She shook her head to clear the memory.
Tonight she was making up with him, or trying to, so she decided to go with the china. She could feel his dissatisfaction… it got worse every time before he blew up… and she was trying to keep the explosion off for a few more days if she could.
So she'd fixed his favorite – the special veal kidney chops that you had to go get at Little City Meats in North Beach. And the December asparagus from Petrini's at $4.99 a pound. And she'd gotten Matt down early to bed.
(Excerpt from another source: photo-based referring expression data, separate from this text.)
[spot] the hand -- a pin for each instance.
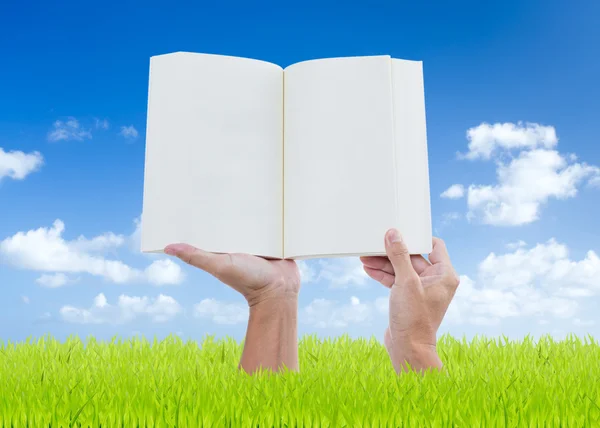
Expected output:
(421, 292)
(257, 279)
(271, 289)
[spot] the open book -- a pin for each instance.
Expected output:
(317, 160)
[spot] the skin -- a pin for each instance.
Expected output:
(421, 291)
(271, 288)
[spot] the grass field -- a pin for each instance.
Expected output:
(342, 382)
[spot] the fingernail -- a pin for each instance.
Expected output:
(394, 236)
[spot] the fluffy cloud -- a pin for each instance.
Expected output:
(524, 184)
(45, 249)
(128, 308)
(323, 313)
(221, 313)
(342, 272)
(525, 181)
(129, 132)
(68, 130)
(53, 281)
(307, 271)
(486, 140)
(538, 281)
(456, 191)
(18, 165)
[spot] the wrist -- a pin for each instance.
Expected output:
(272, 296)
(419, 356)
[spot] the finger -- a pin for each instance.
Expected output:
(380, 276)
(398, 254)
(439, 253)
(208, 262)
(378, 262)
(383, 263)
(419, 263)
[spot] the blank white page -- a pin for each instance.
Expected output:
(214, 149)
(414, 209)
(339, 163)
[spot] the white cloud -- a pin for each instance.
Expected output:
(342, 272)
(486, 139)
(45, 249)
(307, 271)
(102, 124)
(101, 243)
(515, 245)
(129, 132)
(53, 281)
(580, 323)
(68, 130)
(525, 181)
(128, 308)
(164, 272)
(539, 281)
(524, 185)
(221, 313)
(323, 313)
(18, 165)
(456, 191)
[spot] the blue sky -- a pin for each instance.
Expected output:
(521, 76)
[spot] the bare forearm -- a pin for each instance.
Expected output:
(271, 338)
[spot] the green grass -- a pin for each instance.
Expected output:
(342, 382)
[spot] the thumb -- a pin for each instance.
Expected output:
(398, 254)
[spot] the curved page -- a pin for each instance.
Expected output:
(214, 150)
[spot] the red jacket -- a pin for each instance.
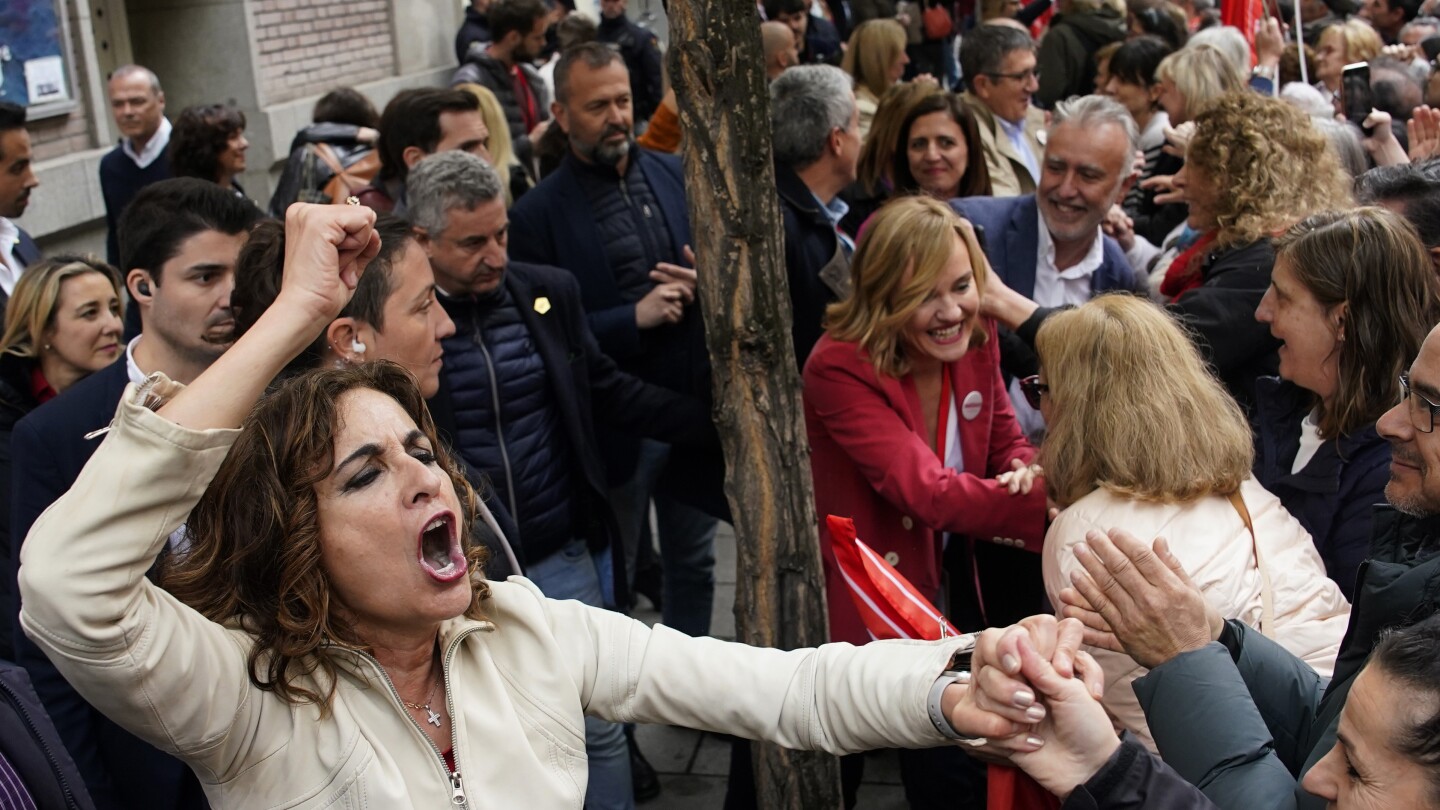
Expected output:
(871, 461)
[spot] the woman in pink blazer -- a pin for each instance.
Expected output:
(910, 428)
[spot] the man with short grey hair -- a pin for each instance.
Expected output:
(522, 389)
(1049, 245)
(138, 107)
(817, 147)
(998, 68)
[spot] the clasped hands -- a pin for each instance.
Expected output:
(1034, 695)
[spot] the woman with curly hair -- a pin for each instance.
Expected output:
(1141, 435)
(330, 640)
(1351, 300)
(941, 150)
(209, 143)
(1253, 167)
(876, 59)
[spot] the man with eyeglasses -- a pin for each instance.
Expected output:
(998, 69)
(1234, 711)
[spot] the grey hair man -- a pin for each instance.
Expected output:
(522, 391)
(1049, 245)
(998, 64)
(817, 147)
(138, 107)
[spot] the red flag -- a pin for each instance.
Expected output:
(892, 608)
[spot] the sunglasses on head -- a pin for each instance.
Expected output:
(1033, 389)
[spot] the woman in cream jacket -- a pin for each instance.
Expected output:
(326, 640)
(1142, 437)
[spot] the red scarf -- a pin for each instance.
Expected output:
(1184, 274)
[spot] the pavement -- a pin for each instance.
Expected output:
(693, 764)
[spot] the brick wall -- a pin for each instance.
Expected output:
(310, 46)
(71, 131)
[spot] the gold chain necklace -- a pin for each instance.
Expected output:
(432, 717)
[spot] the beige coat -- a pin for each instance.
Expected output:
(1211, 541)
(1007, 170)
(520, 685)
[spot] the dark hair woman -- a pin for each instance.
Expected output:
(941, 152)
(1351, 299)
(331, 608)
(208, 141)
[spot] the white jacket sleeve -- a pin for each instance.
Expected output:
(835, 698)
(133, 650)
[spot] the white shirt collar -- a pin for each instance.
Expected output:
(131, 369)
(154, 147)
(1070, 286)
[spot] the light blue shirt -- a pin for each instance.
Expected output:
(835, 211)
(1017, 137)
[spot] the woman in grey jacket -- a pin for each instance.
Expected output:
(326, 643)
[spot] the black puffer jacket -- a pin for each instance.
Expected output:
(483, 69)
(507, 428)
(15, 402)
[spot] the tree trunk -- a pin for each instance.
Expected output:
(725, 111)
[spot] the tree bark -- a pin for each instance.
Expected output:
(725, 111)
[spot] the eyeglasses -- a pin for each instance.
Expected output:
(1021, 77)
(1422, 410)
(1033, 389)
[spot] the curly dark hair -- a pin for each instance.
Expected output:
(255, 557)
(200, 136)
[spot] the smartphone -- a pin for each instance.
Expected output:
(1355, 94)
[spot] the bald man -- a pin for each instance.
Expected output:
(781, 48)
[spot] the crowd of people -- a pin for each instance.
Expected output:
(1118, 342)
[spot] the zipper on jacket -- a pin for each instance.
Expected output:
(45, 747)
(451, 777)
(500, 428)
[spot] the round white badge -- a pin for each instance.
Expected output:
(971, 407)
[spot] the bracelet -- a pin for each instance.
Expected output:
(938, 714)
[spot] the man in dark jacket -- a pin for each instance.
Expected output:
(506, 67)
(615, 216)
(474, 29)
(641, 52)
(1066, 55)
(140, 159)
(817, 147)
(418, 123)
(522, 389)
(35, 768)
(1233, 711)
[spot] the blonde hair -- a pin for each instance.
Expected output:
(893, 271)
(1135, 410)
(501, 149)
(873, 48)
(887, 133)
(1361, 42)
(1201, 74)
(1270, 163)
(30, 310)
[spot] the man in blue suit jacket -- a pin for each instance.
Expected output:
(1049, 245)
(179, 241)
(615, 216)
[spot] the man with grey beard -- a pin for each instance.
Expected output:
(615, 216)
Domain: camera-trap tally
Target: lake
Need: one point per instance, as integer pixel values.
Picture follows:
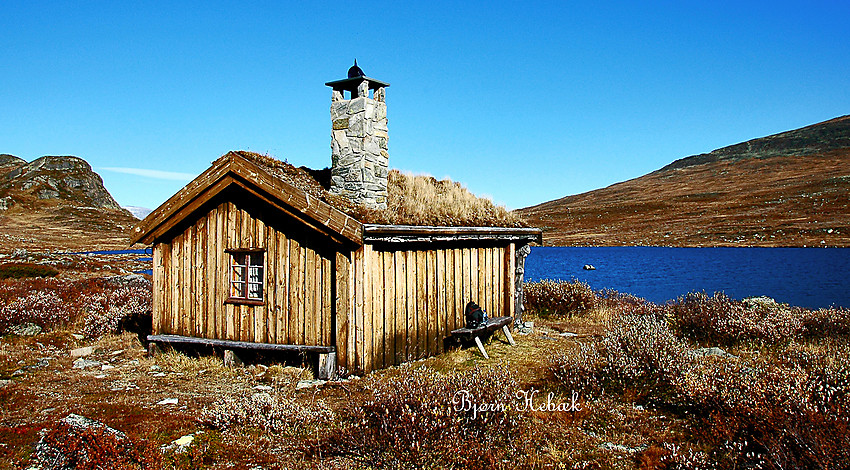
(805, 277)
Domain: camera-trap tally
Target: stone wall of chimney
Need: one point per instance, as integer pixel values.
(359, 157)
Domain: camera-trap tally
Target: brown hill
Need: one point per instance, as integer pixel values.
(787, 189)
(58, 203)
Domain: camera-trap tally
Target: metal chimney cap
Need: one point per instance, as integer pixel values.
(355, 71)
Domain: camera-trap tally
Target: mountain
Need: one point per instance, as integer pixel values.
(57, 203)
(138, 212)
(786, 189)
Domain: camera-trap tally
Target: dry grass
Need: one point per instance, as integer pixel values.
(412, 200)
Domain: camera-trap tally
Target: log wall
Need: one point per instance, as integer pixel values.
(193, 271)
(407, 301)
(380, 305)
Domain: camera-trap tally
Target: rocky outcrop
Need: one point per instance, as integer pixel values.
(53, 177)
(9, 163)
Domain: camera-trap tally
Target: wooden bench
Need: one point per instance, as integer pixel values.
(486, 328)
(325, 369)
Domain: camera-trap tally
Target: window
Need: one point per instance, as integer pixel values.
(247, 275)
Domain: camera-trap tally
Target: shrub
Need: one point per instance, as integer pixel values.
(549, 297)
(94, 446)
(43, 307)
(272, 413)
(105, 310)
(638, 356)
(99, 305)
(786, 409)
(417, 420)
(23, 270)
(827, 323)
(719, 320)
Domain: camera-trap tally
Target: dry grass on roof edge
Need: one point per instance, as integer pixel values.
(412, 200)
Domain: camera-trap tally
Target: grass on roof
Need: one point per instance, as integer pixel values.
(412, 199)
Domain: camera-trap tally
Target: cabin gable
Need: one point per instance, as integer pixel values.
(194, 275)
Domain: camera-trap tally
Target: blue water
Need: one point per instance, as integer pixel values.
(145, 251)
(805, 277)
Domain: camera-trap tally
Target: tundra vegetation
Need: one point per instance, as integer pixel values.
(702, 382)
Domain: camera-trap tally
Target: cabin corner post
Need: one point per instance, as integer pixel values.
(519, 277)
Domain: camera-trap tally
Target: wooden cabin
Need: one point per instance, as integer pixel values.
(244, 257)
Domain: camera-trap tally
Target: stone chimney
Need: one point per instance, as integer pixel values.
(359, 157)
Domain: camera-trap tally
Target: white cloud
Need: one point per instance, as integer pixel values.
(157, 174)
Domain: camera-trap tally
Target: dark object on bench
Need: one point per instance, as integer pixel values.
(489, 326)
(474, 315)
(325, 368)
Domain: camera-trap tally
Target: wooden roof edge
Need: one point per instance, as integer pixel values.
(182, 197)
(423, 232)
(233, 163)
(313, 207)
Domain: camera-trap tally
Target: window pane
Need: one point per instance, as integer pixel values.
(247, 275)
(255, 290)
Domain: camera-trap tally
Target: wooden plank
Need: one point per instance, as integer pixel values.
(281, 293)
(377, 270)
(352, 314)
(222, 279)
(269, 240)
(368, 348)
(246, 313)
(181, 339)
(484, 277)
(421, 304)
(491, 275)
(310, 296)
(399, 308)
(231, 311)
(341, 308)
(451, 286)
(209, 275)
(328, 280)
(410, 306)
(441, 310)
(157, 291)
(471, 256)
(389, 307)
(199, 272)
(270, 283)
(431, 308)
(316, 314)
(296, 292)
(360, 303)
(378, 339)
(186, 282)
(510, 286)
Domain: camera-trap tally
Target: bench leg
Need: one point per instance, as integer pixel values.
(231, 359)
(481, 347)
(507, 333)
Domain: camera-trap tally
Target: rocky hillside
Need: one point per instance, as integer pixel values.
(787, 189)
(57, 203)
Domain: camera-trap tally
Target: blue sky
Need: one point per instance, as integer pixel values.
(523, 102)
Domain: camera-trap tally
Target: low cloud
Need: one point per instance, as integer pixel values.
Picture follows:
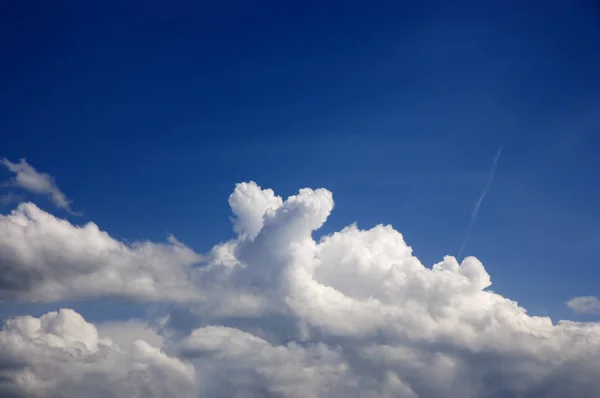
(585, 305)
(61, 355)
(29, 179)
(275, 313)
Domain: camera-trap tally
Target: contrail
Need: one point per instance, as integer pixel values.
(475, 211)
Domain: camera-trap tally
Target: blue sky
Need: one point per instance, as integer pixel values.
(148, 115)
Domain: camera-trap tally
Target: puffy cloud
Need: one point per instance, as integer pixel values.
(388, 325)
(43, 258)
(28, 178)
(356, 314)
(61, 355)
(585, 305)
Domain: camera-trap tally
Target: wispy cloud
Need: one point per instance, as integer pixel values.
(475, 211)
(29, 179)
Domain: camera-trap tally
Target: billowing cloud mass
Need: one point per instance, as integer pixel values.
(43, 258)
(585, 305)
(28, 178)
(278, 314)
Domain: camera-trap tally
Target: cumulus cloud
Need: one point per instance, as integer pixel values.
(356, 314)
(585, 305)
(61, 355)
(44, 258)
(28, 178)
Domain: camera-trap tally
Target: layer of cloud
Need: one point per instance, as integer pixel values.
(43, 258)
(28, 178)
(277, 314)
(60, 355)
(585, 305)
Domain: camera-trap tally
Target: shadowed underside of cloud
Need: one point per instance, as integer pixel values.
(585, 305)
(29, 179)
(274, 313)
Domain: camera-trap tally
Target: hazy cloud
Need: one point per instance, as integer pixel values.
(274, 313)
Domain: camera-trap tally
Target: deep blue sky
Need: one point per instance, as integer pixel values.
(148, 114)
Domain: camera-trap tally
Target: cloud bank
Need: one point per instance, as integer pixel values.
(29, 179)
(43, 258)
(585, 305)
(274, 313)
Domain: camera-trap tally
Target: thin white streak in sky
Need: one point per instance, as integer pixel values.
(475, 211)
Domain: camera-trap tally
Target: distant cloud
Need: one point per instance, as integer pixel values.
(29, 179)
(43, 258)
(62, 355)
(274, 313)
(9, 197)
(585, 305)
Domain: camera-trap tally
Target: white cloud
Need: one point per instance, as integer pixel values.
(394, 326)
(585, 305)
(277, 314)
(43, 258)
(28, 178)
(61, 355)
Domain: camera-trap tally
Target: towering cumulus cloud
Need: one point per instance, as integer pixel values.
(274, 313)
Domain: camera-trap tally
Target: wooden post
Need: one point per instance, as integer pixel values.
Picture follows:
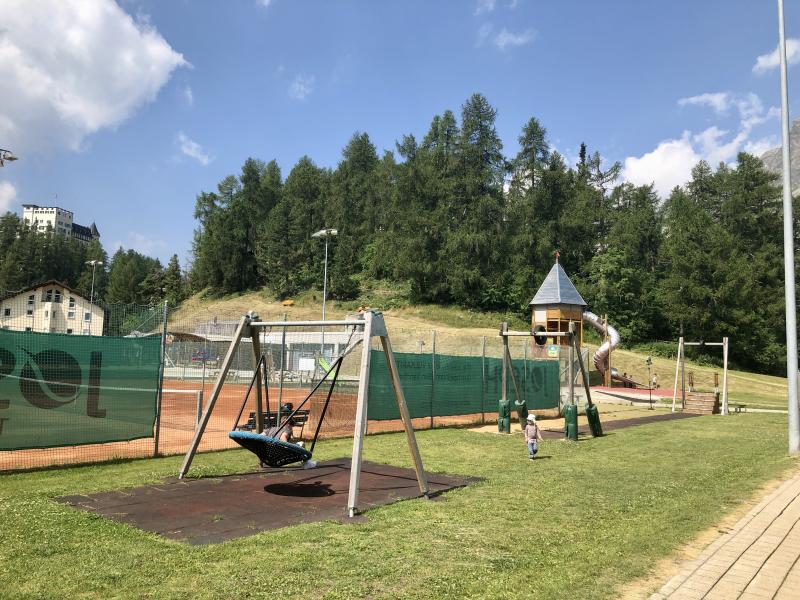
(254, 335)
(361, 418)
(725, 376)
(677, 372)
(223, 372)
(571, 370)
(422, 479)
(584, 373)
(503, 393)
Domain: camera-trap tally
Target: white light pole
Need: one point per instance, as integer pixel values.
(788, 249)
(326, 233)
(6, 155)
(94, 264)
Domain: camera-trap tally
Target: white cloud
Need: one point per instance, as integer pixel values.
(719, 101)
(301, 87)
(8, 195)
(193, 150)
(187, 95)
(666, 166)
(761, 145)
(671, 162)
(69, 68)
(506, 38)
(141, 243)
(771, 60)
(484, 31)
(485, 6)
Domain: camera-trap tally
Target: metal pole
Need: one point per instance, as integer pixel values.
(160, 390)
(91, 294)
(199, 405)
(571, 368)
(483, 380)
(324, 298)
(683, 370)
(280, 377)
(433, 372)
(788, 249)
(677, 372)
(725, 376)
(504, 373)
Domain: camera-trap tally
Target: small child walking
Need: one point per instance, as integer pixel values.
(533, 436)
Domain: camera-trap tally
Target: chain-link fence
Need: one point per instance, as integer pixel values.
(152, 394)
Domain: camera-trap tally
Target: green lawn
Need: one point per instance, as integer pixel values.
(581, 523)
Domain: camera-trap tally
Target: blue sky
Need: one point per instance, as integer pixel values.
(132, 108)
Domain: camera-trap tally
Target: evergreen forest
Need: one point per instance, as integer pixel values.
(456, 221)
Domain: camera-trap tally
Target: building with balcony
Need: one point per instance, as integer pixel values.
(60, 220)
(51, 307)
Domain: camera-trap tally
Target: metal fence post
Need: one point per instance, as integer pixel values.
(483, 380)
(433, 373)
(159, 390)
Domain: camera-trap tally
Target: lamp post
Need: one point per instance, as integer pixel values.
(788, 249)
(324, 233)
(94, 264)
(6, 155)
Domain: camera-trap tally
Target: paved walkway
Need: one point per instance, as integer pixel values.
(759, 558)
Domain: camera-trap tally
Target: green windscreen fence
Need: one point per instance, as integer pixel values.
(64, 390)
(444, 385)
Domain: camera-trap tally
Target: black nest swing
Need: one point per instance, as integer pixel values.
(273, 452)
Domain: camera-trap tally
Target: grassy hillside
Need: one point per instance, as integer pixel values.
(460, 331)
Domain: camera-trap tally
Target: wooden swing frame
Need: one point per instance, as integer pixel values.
(373, 325)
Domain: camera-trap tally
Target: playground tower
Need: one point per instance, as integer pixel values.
(557, 304)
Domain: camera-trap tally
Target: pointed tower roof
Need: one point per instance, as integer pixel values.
(557, 289)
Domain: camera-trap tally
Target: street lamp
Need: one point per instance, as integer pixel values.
(94, 264)
(326, 233)
(788, 249)
(6, 155)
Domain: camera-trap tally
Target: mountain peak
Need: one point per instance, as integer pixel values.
(773, 159)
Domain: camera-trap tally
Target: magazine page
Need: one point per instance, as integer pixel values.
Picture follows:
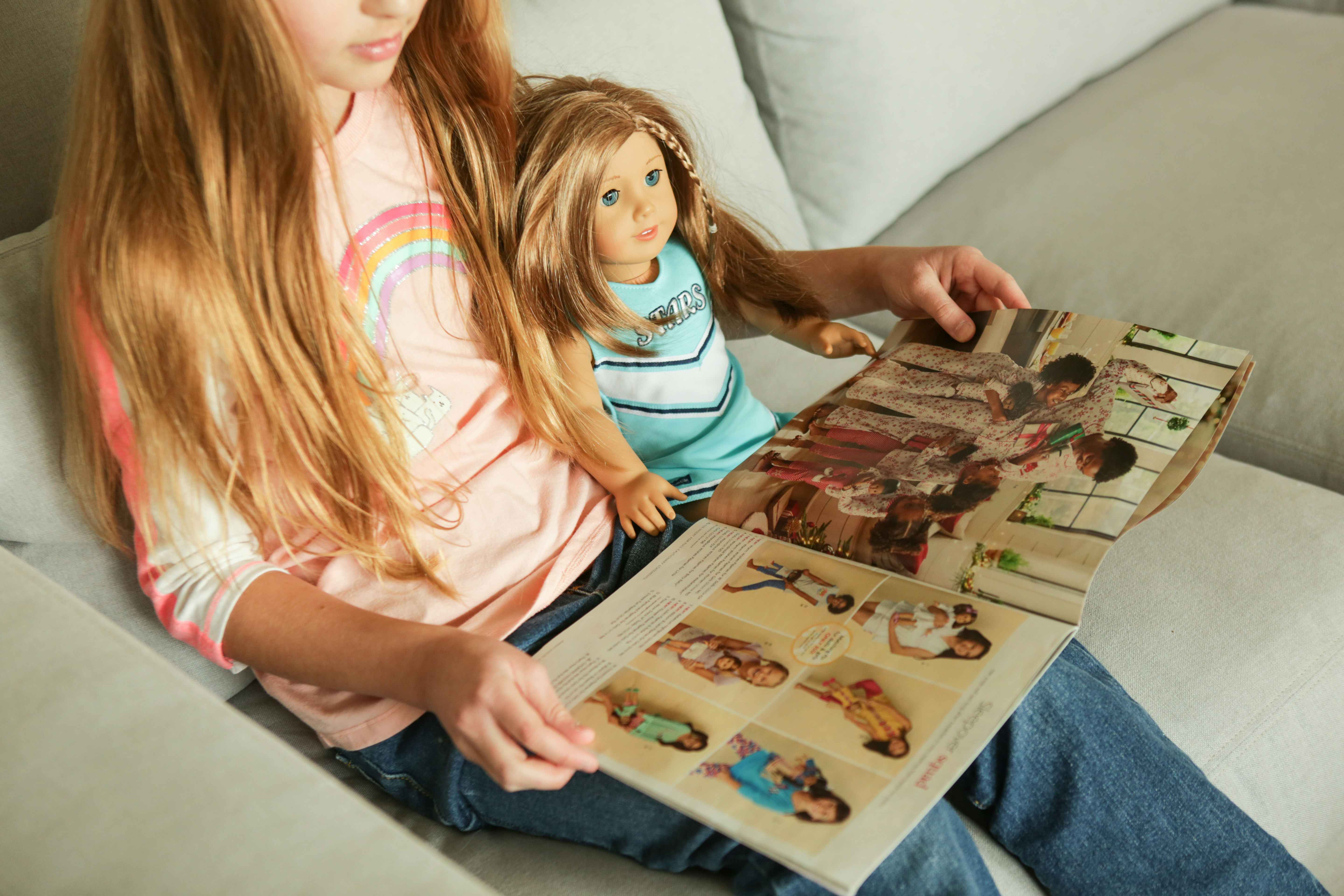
(1002, 468)
(803, 704)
She looked at herself in the mirror, thinking it odd that so many men thought she was attractive. Her nose had a hook halfway down the ridge. Her skin, to her, looked almost translucent, almost like a death mask. You could see all the bone structure, and she was too thin. And her eyes, too light a blue for her olive skin. Deep-set, somehow foreign-looking, as though her ancestors had come from Sicily or Naples instead of Milano, as they had.
She leaned over and looked more closely. There was still a broken vein, but the eyeshadow masked the last of the yellowish bruise. As she waited for him to come home, checking and rechecking, she had been curling her lower lip into her teeth again. Thank God she'd noticed the speck of coral lipstick on her tooth, the slight smear that had run beyond the edge of her liner.
Quickly, listening for the front door, she stepped out of her shoes and tiptoed over the hardwood floor – trying not to wake Matt – to the bathroom, where the light was better. Taking some Kleenex, she pressed her lips with it and reapplied the pencil, then the gloss. Larry liked the glossy wet look. Not too much, though. Too much looked cheap, like you were asking for it, he said.
She walked back to the front of the house. When she got to the champagne rug, she slipped her pumps back on.